Wednesday, February 5, 2020

Missing Beatitudes

Tonight, at our midweek service, we will read the gospel lesson we didn't hear this past Sunday: Matthew 5:1-12. Instead, we heard the story of Jesus' parents presenting him in the temple because the feast of the Presentation, which takes precedence over the usual Sunday rotation, fell on a Sunday. That's the right thing to do, of course, but it's hard to begin a lectionary series on the Sermon on the Mount without beginning with the Beatitudes.

This coming Sunday, we'll hear what comes right after the Beatitudes: "You are the salt of the earth...You are the light of the world...Unless your righteousness exceeds that of the scribes and Pharisees, you will never enter the kingdom of heaven." On the following Sunday, Jesus will explain in part what that means, when he says, "If you are angry with a brother or sister, you will be liable to judgment...Everyone who looks at a woman with lust has already committed adultery with her in his heart...Whoever marries a divorced woman commits adultery." I don't think we can hear those words of Jesus and make sense of them without first hearing the Beatitudes.

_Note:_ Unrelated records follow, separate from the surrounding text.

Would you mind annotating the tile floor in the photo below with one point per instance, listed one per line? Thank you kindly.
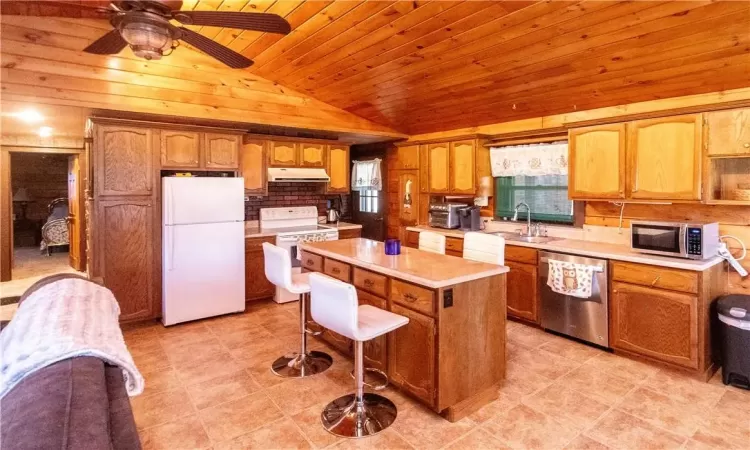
(208, 385)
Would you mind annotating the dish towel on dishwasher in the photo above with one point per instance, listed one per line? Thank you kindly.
(570, 278)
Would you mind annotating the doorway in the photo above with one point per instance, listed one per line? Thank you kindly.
(369, 207)
(42, 215)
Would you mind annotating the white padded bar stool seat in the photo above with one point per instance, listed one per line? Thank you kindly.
(432, 242)
(334, 305)
(373, 322)
(278, 269)
(482, 247)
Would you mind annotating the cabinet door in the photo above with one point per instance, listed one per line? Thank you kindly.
(408, 198)
(125, 254)
(338, 169)
(665, 158)
(656, 323)
(728, 132)
(462, 167)
(523, 299)
(179, 148)
(424, 169)
(123, 160)
(222, 151)
(412, 353)
(312, 155)
(439, 163)
(375, 349)
(408, 157)
(253, 166)
(597, 162)
(282, 153)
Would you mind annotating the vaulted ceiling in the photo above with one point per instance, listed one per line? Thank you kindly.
(423, 66)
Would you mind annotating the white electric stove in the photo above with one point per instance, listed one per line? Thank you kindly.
(294, 225)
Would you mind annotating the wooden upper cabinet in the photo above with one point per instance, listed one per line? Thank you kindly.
(253, 166)
(438, 156)
(338, 169)
(221, 151)
(180, 148)
(282, 153)
(407, 157)
(656, 323)
(728, 132)
(125, 254)
(312, 155)
(424, 169)
(123, 160)
(412, 367)
(665, 158)
(597, 162)
(462, 167)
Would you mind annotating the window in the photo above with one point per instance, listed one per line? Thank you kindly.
(546, 195)
(368, 201)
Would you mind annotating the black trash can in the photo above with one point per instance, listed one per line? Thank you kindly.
(734, 326)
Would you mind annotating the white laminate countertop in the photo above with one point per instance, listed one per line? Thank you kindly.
(253, 229)
(416, 266)
(595, 249)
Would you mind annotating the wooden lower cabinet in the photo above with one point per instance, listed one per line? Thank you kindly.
(257, 285)
(523, 298)
(411, 355)
(656, 323)
(124, 255)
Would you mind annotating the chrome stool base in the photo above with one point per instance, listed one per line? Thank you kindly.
(346, 417)
(298, 366)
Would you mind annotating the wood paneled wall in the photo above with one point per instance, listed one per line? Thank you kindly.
(42, 63)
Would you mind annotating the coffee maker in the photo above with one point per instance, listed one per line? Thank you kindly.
(469, 218)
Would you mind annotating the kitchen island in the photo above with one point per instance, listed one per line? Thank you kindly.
(451, 355)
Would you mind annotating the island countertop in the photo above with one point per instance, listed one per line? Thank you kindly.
(416, 266)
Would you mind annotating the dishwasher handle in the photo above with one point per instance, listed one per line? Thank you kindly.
(545, 260)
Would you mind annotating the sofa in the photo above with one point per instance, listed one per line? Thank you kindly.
(77, 403)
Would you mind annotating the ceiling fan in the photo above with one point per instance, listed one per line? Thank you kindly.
(145, 26)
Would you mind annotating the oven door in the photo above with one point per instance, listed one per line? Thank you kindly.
(658, 238)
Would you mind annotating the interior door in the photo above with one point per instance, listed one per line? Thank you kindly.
(75, 219)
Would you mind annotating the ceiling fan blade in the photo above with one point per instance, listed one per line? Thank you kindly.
(109, 44)
(266, 22)
(218, 51)
(94, 9)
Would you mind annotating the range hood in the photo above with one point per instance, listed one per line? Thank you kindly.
(298, 175)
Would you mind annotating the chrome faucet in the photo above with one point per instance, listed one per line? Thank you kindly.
(528, 216)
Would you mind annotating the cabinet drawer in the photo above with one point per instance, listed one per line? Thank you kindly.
(337, 270)
(654, 276)
(414, 297)
(520, 254)
(454, 245)
(371, 282)
(312, 262)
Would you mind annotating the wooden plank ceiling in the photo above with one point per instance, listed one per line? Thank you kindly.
(423, 66)
(426, 66)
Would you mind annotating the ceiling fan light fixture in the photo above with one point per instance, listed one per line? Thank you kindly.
(146, 40)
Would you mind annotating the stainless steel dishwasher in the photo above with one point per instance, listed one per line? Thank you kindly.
(583, 318)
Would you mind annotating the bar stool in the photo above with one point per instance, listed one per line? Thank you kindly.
(335, 306)
(278, 268)
(432, 242)
(482, 247)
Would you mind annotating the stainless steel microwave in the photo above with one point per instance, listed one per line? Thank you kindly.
(678, 239)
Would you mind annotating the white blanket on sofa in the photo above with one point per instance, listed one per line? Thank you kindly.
(65, 319)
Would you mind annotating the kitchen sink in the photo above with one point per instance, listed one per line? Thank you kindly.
(531, 239)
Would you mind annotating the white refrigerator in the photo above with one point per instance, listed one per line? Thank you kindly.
(203, 247)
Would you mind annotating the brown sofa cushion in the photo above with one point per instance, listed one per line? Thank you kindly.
(79, 403)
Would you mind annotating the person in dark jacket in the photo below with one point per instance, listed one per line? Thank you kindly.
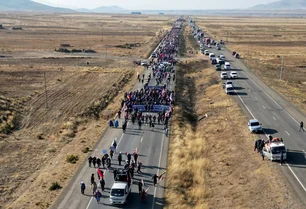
(89, 161)
(301, 126)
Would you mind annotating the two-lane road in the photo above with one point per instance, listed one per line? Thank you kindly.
(279, 118)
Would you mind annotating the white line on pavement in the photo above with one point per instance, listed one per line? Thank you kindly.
(158, 170)
(268, 137)
(273, 100)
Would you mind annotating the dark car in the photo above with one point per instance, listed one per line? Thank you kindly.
(218, 67)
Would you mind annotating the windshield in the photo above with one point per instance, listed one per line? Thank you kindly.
(255, 124)
(278, 150)
(117, 192)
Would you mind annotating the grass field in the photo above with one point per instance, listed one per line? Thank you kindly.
(82, 93)
(263, 42)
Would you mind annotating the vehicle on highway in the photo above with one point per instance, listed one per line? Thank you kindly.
(223, 75)
(212, 56)
(228, 83)
(214, 61)
(120, 189)
(154, 55)
(222, 57)
(119, 193)
(274, 149)
(143, 62)
(218, 67)
(227, 66)
(221, 62)
(233, 74)
(229, 89)
(254, 126)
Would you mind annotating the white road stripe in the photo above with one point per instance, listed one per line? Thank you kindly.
(268, 137)
(158, 170)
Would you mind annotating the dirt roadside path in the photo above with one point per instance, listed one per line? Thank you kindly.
(211, 161)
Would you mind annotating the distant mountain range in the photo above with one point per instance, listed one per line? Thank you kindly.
(29, 6)
(282, 5)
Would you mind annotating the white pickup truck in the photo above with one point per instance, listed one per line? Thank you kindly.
(274, 149)
(120, 189)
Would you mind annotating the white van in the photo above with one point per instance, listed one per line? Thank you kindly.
(119, 193)
(227, 66)
(229, 89)
(212, 56)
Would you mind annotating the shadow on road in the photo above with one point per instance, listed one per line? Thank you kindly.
(296, 158)
(241, 93)
(269, 131)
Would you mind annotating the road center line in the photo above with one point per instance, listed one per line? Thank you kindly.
(267, 137)
(158, 170)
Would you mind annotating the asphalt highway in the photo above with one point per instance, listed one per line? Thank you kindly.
(278, 117)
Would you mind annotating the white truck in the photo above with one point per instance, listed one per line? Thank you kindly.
(274, 148)
(120, 189)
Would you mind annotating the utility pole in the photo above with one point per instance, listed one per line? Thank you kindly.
(282, 66)
(46, 90)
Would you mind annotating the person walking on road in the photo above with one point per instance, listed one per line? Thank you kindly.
(94, 187)
(135, 157)
(83, 187)
(98, 196)
(155, 177)
(282, 158)
(262, 155)
(301, 126)
(89, 161)
(94, 161)
(139, 167)
(102, 184)
(98, 162)
(120, 158)
(92, 178)
(140, 187)
(115, 173)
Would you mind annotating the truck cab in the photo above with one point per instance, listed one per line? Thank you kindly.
(119, 193)
(274, 149)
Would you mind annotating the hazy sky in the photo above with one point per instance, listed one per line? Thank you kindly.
(158, 4)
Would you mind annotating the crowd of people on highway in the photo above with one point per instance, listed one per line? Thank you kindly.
(158, 94)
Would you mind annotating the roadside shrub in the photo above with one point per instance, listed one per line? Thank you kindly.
(55, 186)
(72, 159)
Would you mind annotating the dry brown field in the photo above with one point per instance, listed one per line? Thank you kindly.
(262, 42)
(38, 135)
(211, 161)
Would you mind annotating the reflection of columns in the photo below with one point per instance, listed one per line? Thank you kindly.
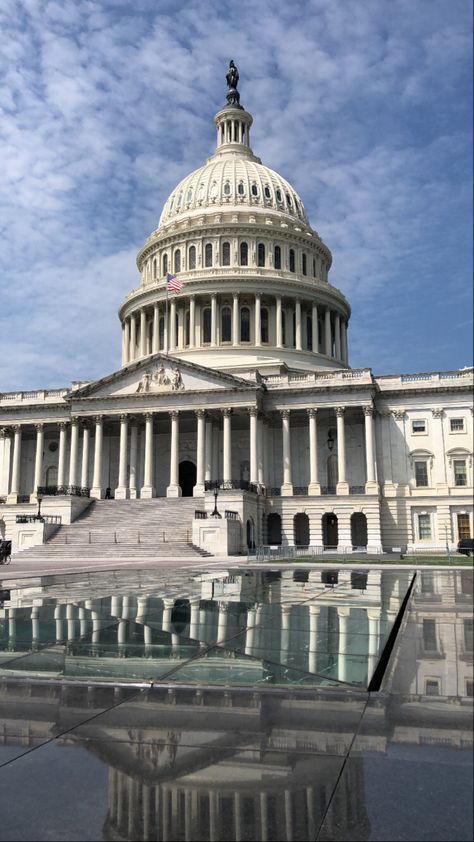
(148, 489)
(313, 637)
(85, 457)
(173, 489)
(287, 487)
(73, 452)
(133, 459)
(38, 457)
(371, 485)
(253, 445)
(121, 492)
(327, 333)
(227, 445)
(62, 453)
(200, 455)
(314, 486)
(342, 486)
(343, 612)
(96, 490)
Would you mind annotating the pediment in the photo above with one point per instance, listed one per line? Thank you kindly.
(159, 375)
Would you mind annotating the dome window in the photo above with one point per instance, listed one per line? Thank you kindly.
(226, 254)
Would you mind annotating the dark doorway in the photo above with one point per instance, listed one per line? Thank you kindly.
(330, 531)
(301, 529)
(187, 478)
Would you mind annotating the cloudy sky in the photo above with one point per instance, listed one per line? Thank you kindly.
(363, 105)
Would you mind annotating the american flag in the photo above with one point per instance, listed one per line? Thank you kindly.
(173, 284)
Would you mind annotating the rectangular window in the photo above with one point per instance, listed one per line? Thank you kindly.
(460, 473)
(424, 527)
(421, 474)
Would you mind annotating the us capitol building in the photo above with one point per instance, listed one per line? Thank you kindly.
(240, 383)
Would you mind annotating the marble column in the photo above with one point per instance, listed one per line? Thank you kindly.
(121, 492)
(148, 489)
(198, 489)
(227, 445)
(342, 484)
(97, 491)
(174, 489)
(73, 451)
(287, 487)
(314, 487)
(38, 460)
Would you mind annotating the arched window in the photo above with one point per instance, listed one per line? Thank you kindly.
(264, 324)
(206, 325)
(226, 254)
(226, 324)
(244, 324)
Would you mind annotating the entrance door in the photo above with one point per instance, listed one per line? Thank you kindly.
(187, 478)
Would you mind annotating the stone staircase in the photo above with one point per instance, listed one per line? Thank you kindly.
(131, 529)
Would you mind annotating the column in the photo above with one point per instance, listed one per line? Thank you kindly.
(314, 487)
(73, 452)
(133, 338)
(85, 457)
(327, 333)
(174, 489)
(371, 486)
(227, 445)
(38, 460)
(287, 487)
(235, 320)
(213, 320)
(97, 491)
(148, 489)
(298, 324)
(198, 489)
(337, 335)
(253, 445)
(315, 323)
(192, 321)
(142, 333)
(155, 346)
(121, 492)
(342, 485)
(133, 459)
(62, 454)
(258, 321)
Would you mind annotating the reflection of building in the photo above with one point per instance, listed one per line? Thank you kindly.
(243, 381)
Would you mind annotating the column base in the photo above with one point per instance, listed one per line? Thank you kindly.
(147, 492)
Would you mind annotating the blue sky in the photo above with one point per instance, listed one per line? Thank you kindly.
(365, 107)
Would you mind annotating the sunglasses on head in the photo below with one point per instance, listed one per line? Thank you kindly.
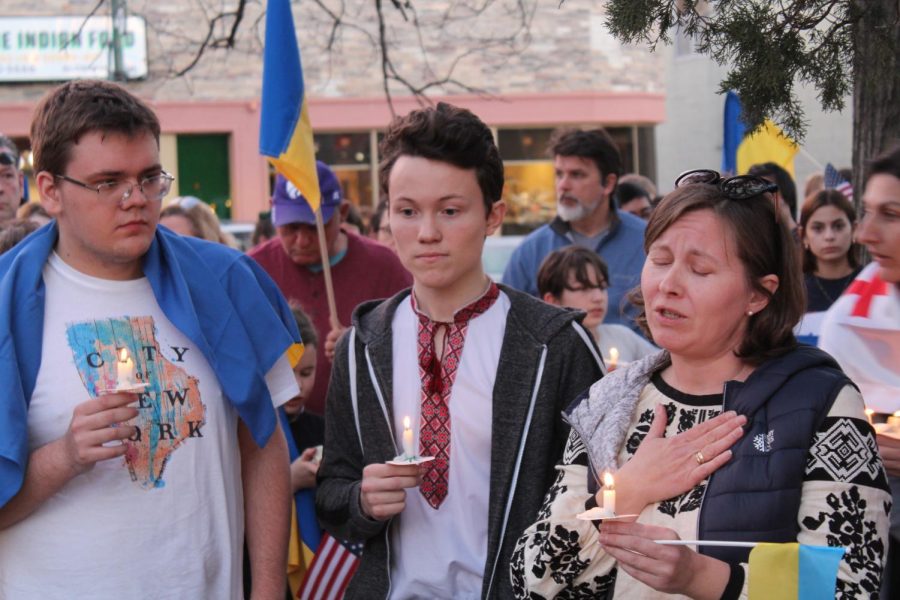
(741, 187)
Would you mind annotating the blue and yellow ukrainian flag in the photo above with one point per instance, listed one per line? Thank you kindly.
(305, 531)
(793, 572)
(742, 149)
(285, 135)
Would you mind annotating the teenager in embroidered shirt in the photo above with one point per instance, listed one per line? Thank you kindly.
(862, 329)
(483, 372)
(720, 293)
(830, 258)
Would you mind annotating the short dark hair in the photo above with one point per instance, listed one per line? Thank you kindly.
(764, 247)
(781, 178)
(553, 275)
(887, 163)
(304, 324)
(76, 108)
(811, 205)
(448, 134)
(595, 144)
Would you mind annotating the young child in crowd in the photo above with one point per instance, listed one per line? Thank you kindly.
(576, 277)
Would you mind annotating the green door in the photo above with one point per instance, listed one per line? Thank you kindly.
(203, 170)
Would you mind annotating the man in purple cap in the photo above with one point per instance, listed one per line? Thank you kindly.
(361, 269)
(12, 181)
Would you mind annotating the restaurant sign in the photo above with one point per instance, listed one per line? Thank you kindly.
(63, 48)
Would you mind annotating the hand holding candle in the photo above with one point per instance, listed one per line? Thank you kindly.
(409, 450)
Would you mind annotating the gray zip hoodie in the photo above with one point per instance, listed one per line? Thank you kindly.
(546, 360)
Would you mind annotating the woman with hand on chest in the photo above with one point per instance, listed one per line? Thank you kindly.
(731, 432)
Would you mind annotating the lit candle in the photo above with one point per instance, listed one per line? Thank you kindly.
(124, 371)
(609, 494)
(894, 421)
(409, 450)
(613, 358)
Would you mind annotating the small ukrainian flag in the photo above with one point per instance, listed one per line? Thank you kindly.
(793, 572)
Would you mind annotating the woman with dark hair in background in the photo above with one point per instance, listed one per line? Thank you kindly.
(732, 432)
(862, 329)
(830, 258)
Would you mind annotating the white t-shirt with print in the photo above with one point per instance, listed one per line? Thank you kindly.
(166, 520)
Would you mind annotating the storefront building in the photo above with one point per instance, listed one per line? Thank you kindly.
(567, 72)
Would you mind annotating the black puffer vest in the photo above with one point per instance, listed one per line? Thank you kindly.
(756, 496)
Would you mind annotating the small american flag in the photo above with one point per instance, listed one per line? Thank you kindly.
(834, 181)
(332, 568)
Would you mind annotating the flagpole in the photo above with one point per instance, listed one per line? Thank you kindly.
(326, 268)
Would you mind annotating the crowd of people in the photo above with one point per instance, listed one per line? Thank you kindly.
(723, 351)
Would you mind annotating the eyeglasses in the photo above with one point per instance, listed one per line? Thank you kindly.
(116, 191)
(741, 187)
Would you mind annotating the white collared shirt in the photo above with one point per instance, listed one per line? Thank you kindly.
(441, 553)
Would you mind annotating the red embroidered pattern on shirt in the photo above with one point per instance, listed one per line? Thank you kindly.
(437, 381)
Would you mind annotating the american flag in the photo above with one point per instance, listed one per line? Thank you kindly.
(332, 567)
(834, 181)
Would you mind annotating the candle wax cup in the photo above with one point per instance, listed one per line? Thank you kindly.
(409, 449)
(124, 374)
(609, 501)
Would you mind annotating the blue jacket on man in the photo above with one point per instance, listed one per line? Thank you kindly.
(622, 248)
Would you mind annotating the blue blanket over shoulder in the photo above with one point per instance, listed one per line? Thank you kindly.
(220, 299)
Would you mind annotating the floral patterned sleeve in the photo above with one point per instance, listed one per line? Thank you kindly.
(560, 556)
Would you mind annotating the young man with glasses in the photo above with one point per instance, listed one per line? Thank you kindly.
(138, 431)
(12, 180)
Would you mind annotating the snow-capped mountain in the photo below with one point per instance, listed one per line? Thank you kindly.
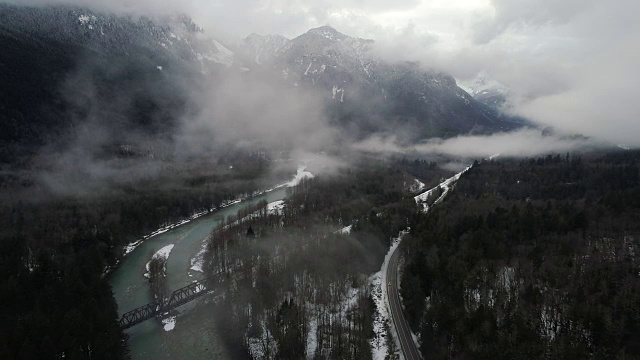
(134, 77)
(169, 38)
(488, 91)
(373, 94)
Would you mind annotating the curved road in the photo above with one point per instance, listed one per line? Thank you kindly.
(408, 346)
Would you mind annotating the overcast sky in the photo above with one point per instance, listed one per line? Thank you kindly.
(572, 64)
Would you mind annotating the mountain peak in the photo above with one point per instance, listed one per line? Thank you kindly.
(328, 32)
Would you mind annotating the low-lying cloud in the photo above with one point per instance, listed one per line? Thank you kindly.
(522, 143)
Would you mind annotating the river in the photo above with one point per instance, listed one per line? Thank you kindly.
(194, 335)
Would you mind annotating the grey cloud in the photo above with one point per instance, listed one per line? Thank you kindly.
(523, 143)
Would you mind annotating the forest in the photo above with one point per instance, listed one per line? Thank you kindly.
(530, 259)
(297, 282)
(55, 251)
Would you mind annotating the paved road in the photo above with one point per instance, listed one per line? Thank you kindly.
(403, 331)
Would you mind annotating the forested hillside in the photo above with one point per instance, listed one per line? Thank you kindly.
(54, 251)
(298, 275)
(530, 259)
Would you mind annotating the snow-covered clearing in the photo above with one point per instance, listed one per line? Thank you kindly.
(302, 173)
(169, 323)
(445, 186)
(160, 254)
(346, 230)
(379, 347)
(275, 207)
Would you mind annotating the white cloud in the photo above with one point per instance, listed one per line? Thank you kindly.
(570, 63)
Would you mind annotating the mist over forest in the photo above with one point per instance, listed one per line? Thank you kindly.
(333, 180)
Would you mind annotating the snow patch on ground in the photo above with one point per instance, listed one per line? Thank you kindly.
(169, 323)
(446, 186)
(275, 207)
(160, 254)
(417, 186)
(301, 174)
(379, 348)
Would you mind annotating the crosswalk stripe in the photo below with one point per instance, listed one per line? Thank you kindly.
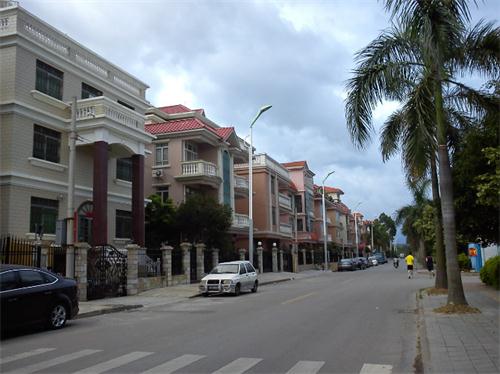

"Blessed are the poor in spirit...Blessed are those who mourn...Blessed are the meek...Blessed are those who hunger and thirst for righteousness." That is Jesus' description of God's reign. When we see what Jesus sees and what God sees, when we see God's reign manifest on the earth, we discover that those who are poor in spirit belong in God's reign, that those who mourn shall be comforted, that those who are meek are they who inherit the earth, that those who strive for righteousness as if it were a basic necessity are they who are sated. When we are citizens of that world, that's what we see, too. And, if that's what followers of Jesus see with their hearts and minds, that's what we have to make seen with our lives, too.

You are the salt of the earth. You are the light of the world. If the world around you is going to see the reign of God, it must be reflected in how you live. That isn't by abrogating the law but by strengthening its demands--to the point that, just like God's reign, we cannot pursue it on our own.

Without the Beatitudes, the rest of the Sermon on the Mount can begin to sound like a guilt-inspired rant on the decline of moral society. (Social media rants on the Super Bowl halftime show, anyone?) With the Beatitudes, however, we can hear Jesus' sermon as a description of what life in God's reign is like. In God's reign, what it means to be blessed is completely reversed. If we believe that, we have a role to play in showing the same thing to the world because our lives, when guided by the Holy Spirit, reflect the truth of that reign.